Active asset allocation for retirement funds using the fed model
DOI:
https://doi.org/10.61190/fsr.v26i2.3306Keywords:
Market Timing, Kalman Filter, Active Asset AllocationAbstract
Active asset allocation, also known as market timing, is controversial but potentially effective for individual investors and financial advisors. Many studies support market timing based on the relationship between the aggregate earnings yield on equities and the intermediate Treasury bond yield, known as the Fed model. Nevertheless, skeptics point to common flaws in these studies and challenge the validity of the Fed model. In general, returns from timing models are difficult to adjust for transaction costs and tax effects from short term gains and losses. In almost all cases, there is data mining from reporting results over the same period used to build the timing model.
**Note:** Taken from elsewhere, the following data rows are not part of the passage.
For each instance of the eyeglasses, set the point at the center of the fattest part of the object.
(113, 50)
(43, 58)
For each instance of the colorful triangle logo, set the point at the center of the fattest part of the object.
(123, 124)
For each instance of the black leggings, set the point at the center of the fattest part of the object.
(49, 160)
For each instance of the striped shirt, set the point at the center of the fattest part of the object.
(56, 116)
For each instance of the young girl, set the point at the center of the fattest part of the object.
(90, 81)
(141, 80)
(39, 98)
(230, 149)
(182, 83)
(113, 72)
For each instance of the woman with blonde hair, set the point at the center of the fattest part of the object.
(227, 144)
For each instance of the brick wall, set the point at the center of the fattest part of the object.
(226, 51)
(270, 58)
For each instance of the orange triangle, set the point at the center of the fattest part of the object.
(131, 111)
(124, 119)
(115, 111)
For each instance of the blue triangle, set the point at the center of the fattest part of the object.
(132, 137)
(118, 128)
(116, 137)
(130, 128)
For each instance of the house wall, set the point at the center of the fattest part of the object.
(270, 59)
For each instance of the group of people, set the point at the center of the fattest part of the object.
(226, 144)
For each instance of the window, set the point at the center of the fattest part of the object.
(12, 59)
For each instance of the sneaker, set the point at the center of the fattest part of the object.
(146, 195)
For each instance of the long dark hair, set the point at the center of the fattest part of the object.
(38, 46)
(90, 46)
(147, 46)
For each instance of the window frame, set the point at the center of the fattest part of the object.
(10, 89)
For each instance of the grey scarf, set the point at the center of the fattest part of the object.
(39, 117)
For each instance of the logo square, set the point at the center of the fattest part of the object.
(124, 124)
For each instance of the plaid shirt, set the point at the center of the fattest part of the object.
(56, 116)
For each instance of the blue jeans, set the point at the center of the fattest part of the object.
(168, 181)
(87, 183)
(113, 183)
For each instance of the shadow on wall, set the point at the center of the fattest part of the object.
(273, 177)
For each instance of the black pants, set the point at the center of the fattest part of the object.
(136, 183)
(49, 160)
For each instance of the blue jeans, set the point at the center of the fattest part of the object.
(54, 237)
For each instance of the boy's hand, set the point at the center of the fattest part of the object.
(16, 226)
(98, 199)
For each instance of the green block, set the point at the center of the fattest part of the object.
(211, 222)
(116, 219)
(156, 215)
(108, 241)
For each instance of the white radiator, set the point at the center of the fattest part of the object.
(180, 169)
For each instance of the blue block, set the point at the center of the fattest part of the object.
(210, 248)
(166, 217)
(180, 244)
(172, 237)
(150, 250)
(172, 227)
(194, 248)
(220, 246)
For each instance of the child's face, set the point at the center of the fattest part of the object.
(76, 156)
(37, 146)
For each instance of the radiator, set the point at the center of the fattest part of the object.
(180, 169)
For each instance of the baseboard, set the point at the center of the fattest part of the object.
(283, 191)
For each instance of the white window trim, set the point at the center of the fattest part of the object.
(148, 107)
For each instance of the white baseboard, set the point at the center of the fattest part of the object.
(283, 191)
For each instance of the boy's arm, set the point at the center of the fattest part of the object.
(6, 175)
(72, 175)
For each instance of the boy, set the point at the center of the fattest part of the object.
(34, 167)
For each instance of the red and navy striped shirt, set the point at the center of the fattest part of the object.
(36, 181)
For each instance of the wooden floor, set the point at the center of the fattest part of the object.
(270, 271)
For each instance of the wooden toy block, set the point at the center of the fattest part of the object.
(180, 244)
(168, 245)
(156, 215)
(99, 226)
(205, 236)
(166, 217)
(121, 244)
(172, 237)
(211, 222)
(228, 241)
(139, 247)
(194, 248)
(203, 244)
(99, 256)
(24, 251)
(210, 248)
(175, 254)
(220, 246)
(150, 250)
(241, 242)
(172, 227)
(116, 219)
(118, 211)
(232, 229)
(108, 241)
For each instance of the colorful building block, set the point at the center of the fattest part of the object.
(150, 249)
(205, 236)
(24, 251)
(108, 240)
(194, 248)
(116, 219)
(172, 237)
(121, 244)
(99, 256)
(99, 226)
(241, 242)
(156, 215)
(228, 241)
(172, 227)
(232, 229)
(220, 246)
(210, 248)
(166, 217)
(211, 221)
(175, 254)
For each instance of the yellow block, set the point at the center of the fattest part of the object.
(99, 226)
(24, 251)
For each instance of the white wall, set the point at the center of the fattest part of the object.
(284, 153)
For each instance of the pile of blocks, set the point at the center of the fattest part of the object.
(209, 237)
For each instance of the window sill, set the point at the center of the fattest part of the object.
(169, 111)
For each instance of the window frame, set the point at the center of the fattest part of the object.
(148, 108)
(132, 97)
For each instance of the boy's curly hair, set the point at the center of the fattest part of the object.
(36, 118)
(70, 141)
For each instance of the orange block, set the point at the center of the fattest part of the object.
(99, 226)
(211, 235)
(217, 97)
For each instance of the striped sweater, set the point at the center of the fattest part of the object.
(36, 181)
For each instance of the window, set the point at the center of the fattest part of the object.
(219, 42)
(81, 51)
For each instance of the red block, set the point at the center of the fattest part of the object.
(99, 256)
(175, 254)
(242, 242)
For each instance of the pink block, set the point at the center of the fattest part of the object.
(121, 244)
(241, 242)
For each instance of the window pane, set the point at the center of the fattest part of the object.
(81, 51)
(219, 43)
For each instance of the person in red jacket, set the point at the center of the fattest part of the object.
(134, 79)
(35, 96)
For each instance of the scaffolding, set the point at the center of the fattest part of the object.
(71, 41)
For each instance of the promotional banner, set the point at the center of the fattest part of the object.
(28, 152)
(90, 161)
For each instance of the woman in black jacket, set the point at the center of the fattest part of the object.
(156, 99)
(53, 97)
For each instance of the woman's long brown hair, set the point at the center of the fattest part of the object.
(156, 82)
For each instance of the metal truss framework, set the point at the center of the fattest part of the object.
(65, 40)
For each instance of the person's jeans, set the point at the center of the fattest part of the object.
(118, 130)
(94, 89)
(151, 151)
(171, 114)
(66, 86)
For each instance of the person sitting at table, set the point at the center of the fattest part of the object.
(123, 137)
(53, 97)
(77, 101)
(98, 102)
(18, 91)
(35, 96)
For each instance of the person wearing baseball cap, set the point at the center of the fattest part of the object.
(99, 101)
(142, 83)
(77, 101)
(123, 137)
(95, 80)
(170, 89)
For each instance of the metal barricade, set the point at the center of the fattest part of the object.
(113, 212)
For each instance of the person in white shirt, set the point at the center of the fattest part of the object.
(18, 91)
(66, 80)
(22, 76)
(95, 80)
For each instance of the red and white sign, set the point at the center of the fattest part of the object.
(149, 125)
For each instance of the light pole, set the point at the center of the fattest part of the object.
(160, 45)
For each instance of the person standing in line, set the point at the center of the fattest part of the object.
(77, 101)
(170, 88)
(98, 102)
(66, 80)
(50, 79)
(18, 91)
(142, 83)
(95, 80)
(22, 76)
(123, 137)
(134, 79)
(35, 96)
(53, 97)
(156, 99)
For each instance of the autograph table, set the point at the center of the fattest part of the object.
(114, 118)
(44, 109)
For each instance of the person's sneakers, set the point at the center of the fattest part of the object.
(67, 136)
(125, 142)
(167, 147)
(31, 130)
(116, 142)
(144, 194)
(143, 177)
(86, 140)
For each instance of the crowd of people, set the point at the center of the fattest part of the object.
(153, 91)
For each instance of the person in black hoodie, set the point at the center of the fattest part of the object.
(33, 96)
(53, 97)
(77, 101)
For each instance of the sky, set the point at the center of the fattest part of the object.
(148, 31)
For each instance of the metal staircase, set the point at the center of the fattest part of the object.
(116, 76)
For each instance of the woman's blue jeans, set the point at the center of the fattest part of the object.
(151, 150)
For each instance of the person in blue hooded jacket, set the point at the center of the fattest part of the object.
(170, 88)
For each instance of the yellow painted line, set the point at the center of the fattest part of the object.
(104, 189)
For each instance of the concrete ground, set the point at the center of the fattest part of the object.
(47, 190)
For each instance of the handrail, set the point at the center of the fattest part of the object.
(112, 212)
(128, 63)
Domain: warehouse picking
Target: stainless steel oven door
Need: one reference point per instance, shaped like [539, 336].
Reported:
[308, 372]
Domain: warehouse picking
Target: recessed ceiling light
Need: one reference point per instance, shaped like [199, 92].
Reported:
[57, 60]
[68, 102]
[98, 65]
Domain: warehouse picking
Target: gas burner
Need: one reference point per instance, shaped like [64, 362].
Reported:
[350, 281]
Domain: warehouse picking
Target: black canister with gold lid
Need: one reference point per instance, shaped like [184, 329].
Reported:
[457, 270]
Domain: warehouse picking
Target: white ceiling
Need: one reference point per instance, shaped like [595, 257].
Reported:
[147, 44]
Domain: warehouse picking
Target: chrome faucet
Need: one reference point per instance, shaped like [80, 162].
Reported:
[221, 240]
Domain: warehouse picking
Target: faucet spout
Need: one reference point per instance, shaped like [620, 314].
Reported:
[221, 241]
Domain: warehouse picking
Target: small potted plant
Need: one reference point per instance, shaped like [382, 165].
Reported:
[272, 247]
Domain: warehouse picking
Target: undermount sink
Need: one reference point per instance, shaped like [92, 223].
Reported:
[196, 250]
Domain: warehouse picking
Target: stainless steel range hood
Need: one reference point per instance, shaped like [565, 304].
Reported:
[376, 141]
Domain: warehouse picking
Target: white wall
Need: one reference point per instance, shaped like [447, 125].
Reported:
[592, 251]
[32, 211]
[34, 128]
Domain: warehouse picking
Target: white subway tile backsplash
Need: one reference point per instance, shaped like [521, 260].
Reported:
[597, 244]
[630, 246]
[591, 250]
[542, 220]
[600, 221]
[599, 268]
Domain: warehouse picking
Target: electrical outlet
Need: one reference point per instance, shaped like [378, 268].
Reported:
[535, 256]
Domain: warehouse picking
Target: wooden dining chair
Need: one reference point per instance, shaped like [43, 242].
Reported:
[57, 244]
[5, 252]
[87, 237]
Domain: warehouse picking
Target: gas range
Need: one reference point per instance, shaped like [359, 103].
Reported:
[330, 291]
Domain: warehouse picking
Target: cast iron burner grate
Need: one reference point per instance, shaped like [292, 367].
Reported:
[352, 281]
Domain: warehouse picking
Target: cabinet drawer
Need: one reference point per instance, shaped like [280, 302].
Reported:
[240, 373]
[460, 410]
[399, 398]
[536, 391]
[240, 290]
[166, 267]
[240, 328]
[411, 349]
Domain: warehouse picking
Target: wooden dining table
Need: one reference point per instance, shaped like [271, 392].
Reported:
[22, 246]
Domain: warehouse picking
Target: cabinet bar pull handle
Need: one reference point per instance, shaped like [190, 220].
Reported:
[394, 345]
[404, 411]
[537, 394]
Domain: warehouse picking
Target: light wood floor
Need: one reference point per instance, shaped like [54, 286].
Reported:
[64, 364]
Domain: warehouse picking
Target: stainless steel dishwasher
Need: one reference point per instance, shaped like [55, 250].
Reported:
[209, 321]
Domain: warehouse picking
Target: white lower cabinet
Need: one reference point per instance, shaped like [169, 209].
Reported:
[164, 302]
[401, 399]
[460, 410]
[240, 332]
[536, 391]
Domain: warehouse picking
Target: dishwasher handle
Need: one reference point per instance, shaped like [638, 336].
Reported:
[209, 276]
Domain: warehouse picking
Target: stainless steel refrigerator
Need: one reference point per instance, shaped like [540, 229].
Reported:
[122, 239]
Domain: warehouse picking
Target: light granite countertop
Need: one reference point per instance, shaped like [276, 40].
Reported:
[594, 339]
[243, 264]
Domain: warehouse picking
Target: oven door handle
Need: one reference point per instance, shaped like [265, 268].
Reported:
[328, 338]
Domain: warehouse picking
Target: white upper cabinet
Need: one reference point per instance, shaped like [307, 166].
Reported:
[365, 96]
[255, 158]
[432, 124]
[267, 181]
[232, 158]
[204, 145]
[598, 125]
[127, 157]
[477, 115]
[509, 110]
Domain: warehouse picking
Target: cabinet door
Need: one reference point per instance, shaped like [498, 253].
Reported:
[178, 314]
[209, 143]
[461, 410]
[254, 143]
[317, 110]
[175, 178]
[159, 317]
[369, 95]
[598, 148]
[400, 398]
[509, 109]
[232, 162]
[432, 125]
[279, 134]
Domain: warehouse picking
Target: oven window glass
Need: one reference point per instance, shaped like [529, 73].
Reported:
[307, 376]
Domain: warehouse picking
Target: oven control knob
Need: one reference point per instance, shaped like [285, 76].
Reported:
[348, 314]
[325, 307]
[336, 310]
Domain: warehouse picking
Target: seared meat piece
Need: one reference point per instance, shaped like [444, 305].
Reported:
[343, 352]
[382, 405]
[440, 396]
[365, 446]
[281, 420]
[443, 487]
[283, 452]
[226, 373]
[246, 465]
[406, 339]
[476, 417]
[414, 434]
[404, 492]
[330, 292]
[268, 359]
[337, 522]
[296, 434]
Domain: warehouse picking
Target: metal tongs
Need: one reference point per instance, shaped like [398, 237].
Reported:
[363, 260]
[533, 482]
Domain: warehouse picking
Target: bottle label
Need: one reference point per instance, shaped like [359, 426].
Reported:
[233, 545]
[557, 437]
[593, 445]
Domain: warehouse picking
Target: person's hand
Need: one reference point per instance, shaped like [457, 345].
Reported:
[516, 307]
Our study addresses these concerns directly. We control the transaction costs and tax effects by focusing on funds available for retirement accounts within a Vanguard fund family allowing costless monthly transfers. We use a “risk on” or “risk off” approach rather than experiment with arbitrary cutoff rules for switching funds. We first test for the time series properties of the Fed model to build a prediction model and then apply it over a recent five-year holdout of period. Our findings show that the switching portfolio offers attractive performance compared to either of the Vanguard funds, especially with respect to enhancing upside to downside risk ratios.